カットラインに一打及ばず、予選落ちを喫した渋野日向子

「このオフにやってきたことが、すべて意味のないことだったのかなと思うぐらいの内容でした。練習をたくさんしても、試合でできなければ意味がない。死ぬほど練習しなきゃいけないんだなって……。

 無観客ということで、練習ラウンドと同じような感じでプレーできるかなと思っていたんですけど、試合となると緊張してしまって、思ったように身体が動きませんでした。全体的にダメダメでした」

 アウトスタートの初日は、雨足が強まっていた5番パー4のグリーンで、同伴競技者のライン上にあったボールマークを移動し、そのマークを戻し忘れて2打罰を受けてまず出遅れた。

「すごい恥ずかしかった。(パーパットを)打ってから何歩か歩いてから、『あっ』って気づいた。グリーンに水が溜まっていたので、(競技員を呼んで)ローラーをかけてもらったんですけど、その時間に(マークを移動したことを)すっかり忘れていました。怒りというより、情けなさすぎて、ちょっと笑けちゃいました(笑)」

 ドライバーが左右にブレてラフに転がり、他のショットの距離感も乱れた。それでも、アプローチでしのぎ、パッティングで耐えしのんだ初日だった。

「試合勘を取り戻すのに、時間がかかりました」

 昨シーズンから、プレー中の見た目に変化があったのは、パターが新しくなったことに加え、パッティング時のルーティンだ。素振りをせず、もともと速いプレースピードがより速くなり、スタンスもやや狭めた。

「(パットは)あまり時間をかけないように、オフから取り組んできました。(目的は)ただプレーを速くしたいってだけ。そんなに頭を使って考えても(結果は)変わらないのかなって。直感で打つ。直感が一番、自分には合っているのかなと思います。(スタンスを狭めたのは)体重移動を少なくするために狭めて、ストロークの再現性を高くするためです」

 インからイーブンパーでスタートした2日目も、14番パー5でダブルボギーを叩き、先にスコアを落とした。以降、スコアを戻しては落とし、落としては戻す展開に。

「14番のダブルボギーが今日一番悔しい。それで、おかしくなっちゃった。風に関しては、確かに強かったですけど、方向はわかっていた。風のせいとかではなく、すべて自分のミスです。

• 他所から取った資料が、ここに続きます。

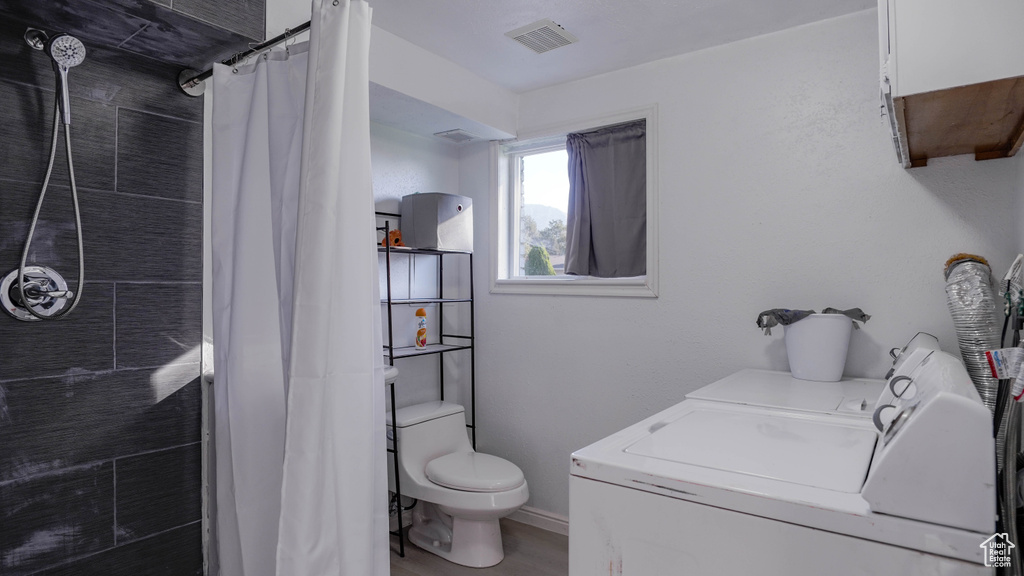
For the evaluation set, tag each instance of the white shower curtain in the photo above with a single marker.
(300, 478)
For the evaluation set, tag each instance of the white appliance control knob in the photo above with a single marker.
(903, 387)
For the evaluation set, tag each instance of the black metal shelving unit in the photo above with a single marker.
(449, 342)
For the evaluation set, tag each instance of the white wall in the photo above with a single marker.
(402, 164)
(401, 66)
(778, 188)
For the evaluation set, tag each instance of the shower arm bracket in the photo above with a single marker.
(45, 291)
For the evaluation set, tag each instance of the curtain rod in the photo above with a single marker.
(193, 82)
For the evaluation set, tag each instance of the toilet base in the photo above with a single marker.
(476, 543)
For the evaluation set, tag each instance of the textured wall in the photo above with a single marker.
(778, 188)
(100, 414)
(402, 164)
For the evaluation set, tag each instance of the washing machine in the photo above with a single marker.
(763, 474)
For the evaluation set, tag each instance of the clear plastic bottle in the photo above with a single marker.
(421, 329)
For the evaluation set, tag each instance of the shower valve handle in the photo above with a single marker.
(36, 292)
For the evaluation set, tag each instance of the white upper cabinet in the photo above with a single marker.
(952, 77)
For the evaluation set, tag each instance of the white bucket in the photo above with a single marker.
(817, 346)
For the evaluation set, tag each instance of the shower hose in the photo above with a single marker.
(35, 220)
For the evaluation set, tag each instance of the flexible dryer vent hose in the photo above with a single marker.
(972, 303)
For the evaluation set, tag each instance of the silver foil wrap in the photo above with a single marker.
(972, 303)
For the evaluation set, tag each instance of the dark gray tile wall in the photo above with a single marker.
(100, 413)
(186, 33)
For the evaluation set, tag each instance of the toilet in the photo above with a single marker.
(461, 493)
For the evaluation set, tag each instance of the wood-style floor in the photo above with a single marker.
(528, 551)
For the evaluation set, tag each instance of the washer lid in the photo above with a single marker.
(473, 471)
(855, 397)
(785, 446)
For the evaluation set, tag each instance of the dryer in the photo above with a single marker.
(763, 474)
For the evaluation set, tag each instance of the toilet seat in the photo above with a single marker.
(472, 471)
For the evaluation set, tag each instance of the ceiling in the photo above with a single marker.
(613, 34)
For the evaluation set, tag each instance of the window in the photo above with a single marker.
(532, 216)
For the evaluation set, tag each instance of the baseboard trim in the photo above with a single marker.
(542, 519)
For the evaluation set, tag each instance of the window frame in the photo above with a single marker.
(505, 214)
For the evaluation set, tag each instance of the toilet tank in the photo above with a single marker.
(427, 432)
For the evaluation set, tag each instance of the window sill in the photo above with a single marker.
(640, 287)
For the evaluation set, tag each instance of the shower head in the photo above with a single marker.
(66, 50)
(35, 38)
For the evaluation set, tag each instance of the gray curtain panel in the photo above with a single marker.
(606, 232)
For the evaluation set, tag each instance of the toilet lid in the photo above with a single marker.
(473, 471)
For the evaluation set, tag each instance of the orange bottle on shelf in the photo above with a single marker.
(421, 329)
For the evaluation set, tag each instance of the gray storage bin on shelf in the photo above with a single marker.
(435, 220)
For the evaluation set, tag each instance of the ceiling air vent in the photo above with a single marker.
(458, 135)
(542, 36)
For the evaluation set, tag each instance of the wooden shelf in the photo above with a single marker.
(985, 119)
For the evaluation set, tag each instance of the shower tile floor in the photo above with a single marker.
(528, 551)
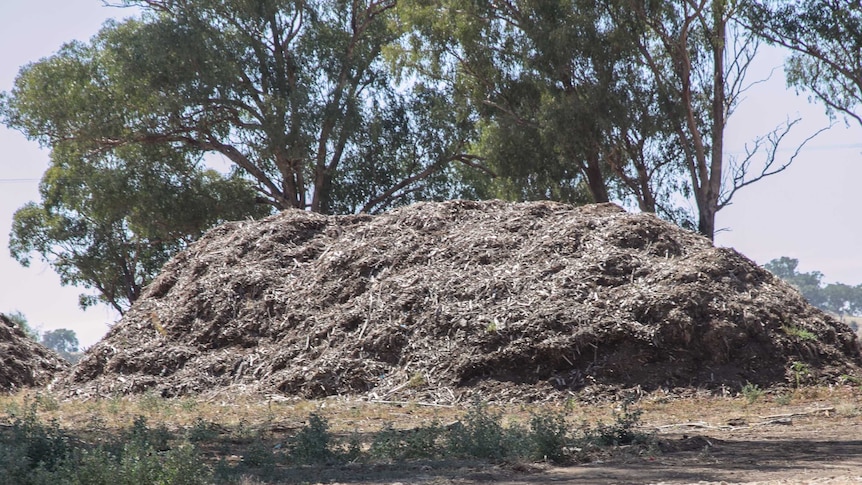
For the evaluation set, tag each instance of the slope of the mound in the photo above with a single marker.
(25, 363)
(436, 300)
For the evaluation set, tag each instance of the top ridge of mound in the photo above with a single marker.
(25, 363)
(441, 300)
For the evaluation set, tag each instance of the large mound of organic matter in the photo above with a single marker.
(440, 301)
(23, 362)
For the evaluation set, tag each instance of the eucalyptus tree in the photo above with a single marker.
(825, 41)
(697, 54)
(283, 89)
(565, 110)
(108, 222)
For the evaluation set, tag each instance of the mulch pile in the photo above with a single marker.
(443, 301)
(24, 362)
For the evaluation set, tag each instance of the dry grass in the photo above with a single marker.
(231, 414)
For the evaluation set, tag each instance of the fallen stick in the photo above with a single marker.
(801, 413)
(404, 403)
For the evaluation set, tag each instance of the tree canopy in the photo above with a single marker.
(837, 298)
(352, 106)
(109, 221)
(825, 40)
(296, 94)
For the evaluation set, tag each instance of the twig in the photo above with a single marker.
(801, 413)
(420, 403)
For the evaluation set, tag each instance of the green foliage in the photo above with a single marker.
(480, 435)
(201, 430)
(837, 298)
(825, 38)
(312, 444)
(564, 110)
(295, 94)
(623, 431)
(550, 437)
(38, 453)
(61, 340)
(110, 221)
(20, 320)
(398, 445)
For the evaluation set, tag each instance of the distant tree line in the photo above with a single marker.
(343, 107)
(61, 340)
(838, 298)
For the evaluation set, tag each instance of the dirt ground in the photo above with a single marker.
(814, 440)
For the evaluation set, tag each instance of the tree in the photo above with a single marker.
(62, 340)
(809, 284)
(838, 298)
(564, 112)
(19, 319)
(825, 38)
(697, 54)
(110, 220)
(284, 89)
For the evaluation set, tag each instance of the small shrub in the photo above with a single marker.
(202, 430)
(259, 454)
(311, 444)
(43, 445)
(623, 431)
(549, 434)
(479, 436)
(394, 445)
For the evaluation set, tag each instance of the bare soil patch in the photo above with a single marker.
(24, 362)
(441, 302)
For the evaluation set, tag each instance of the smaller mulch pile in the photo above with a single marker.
(445, 301)
(23, 362)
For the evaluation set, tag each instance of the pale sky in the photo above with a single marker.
(809, 212)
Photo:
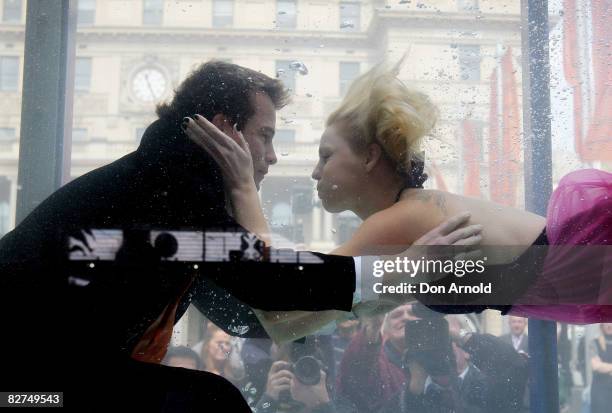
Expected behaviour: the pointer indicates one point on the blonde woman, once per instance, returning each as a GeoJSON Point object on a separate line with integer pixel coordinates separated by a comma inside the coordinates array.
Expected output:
{"type": "Point", "coordinates": [371, 163]}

 アプローチはチップイン(バーディー)もあったけど、何個もボギーを叩いた。パー5で計4つ(スコアを)落としているのが、個人的にはメンタルにきていますね……」

 このオフには、より腹筋を使うようなスイングへの改造にも取り組んだ。

「お腹を粘りながら、身体を回すとしっかり振り切ることができる。(初日が終わって)青木(翔)コーチに改めて指摘されて、練習しました。(2日目に関しては)ドライバーは昨日より飛んでいたと思うんですけど、やっぱりショットにブレがありましたね」

 後半の8番でボギーを叩いてカットラインを下回り、難関の9番パー3はパーでしのいだものの、3バーディー、3ボギー、1ダブルボギーの「74」で2日目を終え、予選通過には1打足りなかった。ホールアウト時の渋野に、常に前を向くようなシブコらしい表情はなかった。

 これから再び、いつシーズンが再開するのかわからないなかで、不断の努力を続けることなる。

「このオフにやっていたスイング改造とアプローチを、これからももっと練習して、もっともっとレベルアップして、次の試合に臨みたいです」

 そう話してオンライン会見を終えた渋野は、いつものように練習場へと向かった。